Lastly, it said the global economic restart and high energy prices would mean there is latent demand for biofuels in the event vegetable oil prices fall sufficiently low.
The research firm in its first-quarter 2022 (1Q22) results review noted that CPO prices had surged on the back of the Russia-Ukraine conflict, which caused an edible oil supply disruption as Ukraine is a major producer and exporter of sunflower oil to Europe.
Despite the strong prices, Kenanga Research said the 1Q22 results for plantation were slightly disappointing because of weaker production.
It noted that fresh fruit bunch production was generally good compared to a year ago but poorer than the previous quarter.
Only two out of 10 companies under its coverage performed better than expected. Five companies’ results were in line, while three fell short of its expectations.
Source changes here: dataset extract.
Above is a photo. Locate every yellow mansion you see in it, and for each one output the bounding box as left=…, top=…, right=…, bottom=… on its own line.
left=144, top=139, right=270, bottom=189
“For 2022, we forecast CPO price of around RM4,500 and it should trend down to about RM4,000 per tonne by 2023,” the research firm said.
Maintaining a “neutral” call on the plantation sector, it said rising production cost was a concern but overall cost inflation for 2022 should remain manageable.
Seasonal recovery in fruit output over the second half of the year is expected to help mitigate some of the higher field costs.
“Of greater concern is the shortage of workers in Malaysia. The first batch of 32,000 foreign workers have yet to arrive and the busy peak harvesting season is starting soon, within a month or two,” it added.
Kenanga Research said it continues to be selective on companies in the sector.
“We like Kuala Lumpur Kepong Bhd for its acquisition of IJM Plantations Bhd which will mean strong year-on-year growth for financial year 2022.
“We also like Hap Seng Plantations Holdings Bhd’s strong net cash position which allows it to pay good dividends,” it said.
Meanwhile, it noted that TSH Resources Bhd is rapidly de-gearing hence faster planting of new areas is likely. This will provides investors with visible long-term growth prospects.